MEXICO CITY, May 29 (Reuters) - Mexico's oil regulator voted on Friday to relax previously established rules on bidding terms and contracts that form the first step in a historic sector opening that kicks off this summer with the public auction of 14 shallow water fields.
The July auction will mark the first of five packages of oil fields up for grabs, part of a so-called Round One tender that follows a major energy reform approved by Congress last year.
The constitutional reform ended the decades-long monopoly enjoyed by state-owned oil company Pemex and aims to reverse a decade-long slide in Mexican crude output.
Responding to complaints from private and foreign companies, the national hydrocarbons commission, or CNH, eliminated caps on how many contracts firms can bid on. It also reversed a rule that would have required them to destroy the geological data they purchase for fields they are not ultimately awarded.
The CNH voted to give the Finance Ministry more oversight over the long-term development plans and annual work program budgets of each contract.
The regulator also signaled an adjustment in the 14 contracts' fiscal terms by putting greater emphasis on companies' ability to recover costs during the contract's exploratory phase, without giving additional details.
"The modifications strengthen the control of the state and oversight of the contracts, as well as make the contracts more flexible in recognition of geological reality and market conditions," said CNH President Juan Carlos Zepeda.

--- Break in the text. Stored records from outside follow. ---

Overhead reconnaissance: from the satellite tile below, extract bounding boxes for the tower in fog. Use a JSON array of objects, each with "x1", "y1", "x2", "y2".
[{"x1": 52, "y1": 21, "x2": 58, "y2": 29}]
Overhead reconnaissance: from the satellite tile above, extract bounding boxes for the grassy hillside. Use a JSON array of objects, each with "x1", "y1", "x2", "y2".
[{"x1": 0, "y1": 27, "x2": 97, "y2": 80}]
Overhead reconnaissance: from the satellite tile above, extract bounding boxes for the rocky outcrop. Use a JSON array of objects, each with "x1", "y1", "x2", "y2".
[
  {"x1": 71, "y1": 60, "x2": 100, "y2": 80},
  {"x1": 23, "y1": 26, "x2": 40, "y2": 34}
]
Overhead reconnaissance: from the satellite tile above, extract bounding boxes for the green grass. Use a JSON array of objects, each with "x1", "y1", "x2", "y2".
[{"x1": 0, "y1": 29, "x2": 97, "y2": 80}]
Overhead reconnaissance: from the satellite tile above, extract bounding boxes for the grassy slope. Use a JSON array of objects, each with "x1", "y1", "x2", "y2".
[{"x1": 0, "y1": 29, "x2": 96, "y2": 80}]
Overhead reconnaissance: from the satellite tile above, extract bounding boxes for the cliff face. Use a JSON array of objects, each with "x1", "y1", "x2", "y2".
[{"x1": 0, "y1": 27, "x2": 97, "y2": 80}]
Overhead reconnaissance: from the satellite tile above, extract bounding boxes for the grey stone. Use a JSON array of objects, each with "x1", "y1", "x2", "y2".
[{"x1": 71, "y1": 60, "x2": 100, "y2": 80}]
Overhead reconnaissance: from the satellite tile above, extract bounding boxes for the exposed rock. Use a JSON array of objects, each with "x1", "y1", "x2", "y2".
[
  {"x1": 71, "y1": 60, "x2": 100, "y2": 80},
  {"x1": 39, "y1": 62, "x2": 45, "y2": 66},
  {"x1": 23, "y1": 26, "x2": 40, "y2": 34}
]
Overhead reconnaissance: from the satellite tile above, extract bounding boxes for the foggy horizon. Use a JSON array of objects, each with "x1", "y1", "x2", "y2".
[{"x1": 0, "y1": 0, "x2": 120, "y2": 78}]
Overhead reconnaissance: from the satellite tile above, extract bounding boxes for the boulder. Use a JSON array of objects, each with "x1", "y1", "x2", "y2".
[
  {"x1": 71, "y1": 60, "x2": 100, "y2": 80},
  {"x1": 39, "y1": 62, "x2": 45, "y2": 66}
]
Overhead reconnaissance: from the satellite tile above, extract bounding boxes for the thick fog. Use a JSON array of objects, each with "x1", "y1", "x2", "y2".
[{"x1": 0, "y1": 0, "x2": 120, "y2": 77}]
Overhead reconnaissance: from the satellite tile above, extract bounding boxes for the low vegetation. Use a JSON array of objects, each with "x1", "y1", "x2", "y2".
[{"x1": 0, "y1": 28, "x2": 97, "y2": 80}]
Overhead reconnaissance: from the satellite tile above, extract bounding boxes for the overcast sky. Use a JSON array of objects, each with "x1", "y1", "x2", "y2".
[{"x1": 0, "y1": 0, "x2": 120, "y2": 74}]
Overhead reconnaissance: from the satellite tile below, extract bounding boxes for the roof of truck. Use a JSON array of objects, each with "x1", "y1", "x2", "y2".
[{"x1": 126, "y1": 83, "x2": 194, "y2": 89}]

Earlier rules would have limited oil companies to making just five bids among the initial 14 shallow water exploration blocks located along the southern rim of the Gulf of Mexico.
The CNH also voted to reverse an earlier restriction that would have prohibited oil companies that seek to operate fields as part of a consortium, from bidding on additional contracts outside the consortium as an individual company.
The commission further scrapped a rule that would have required companies that seek to operate a field within a consortium to hold the largest stake.
The updated rule requires operators to have a minimum one-third stake while its consortium partners can have a larger stake.
"Companies are looking for partners to compensate for the reduced cash flows we observe in the market due to the fall in oil prices," added Zepeda.
The CNH has previously said that the final shallow water production-sharing contracts and bidding terms will be announced on June 9.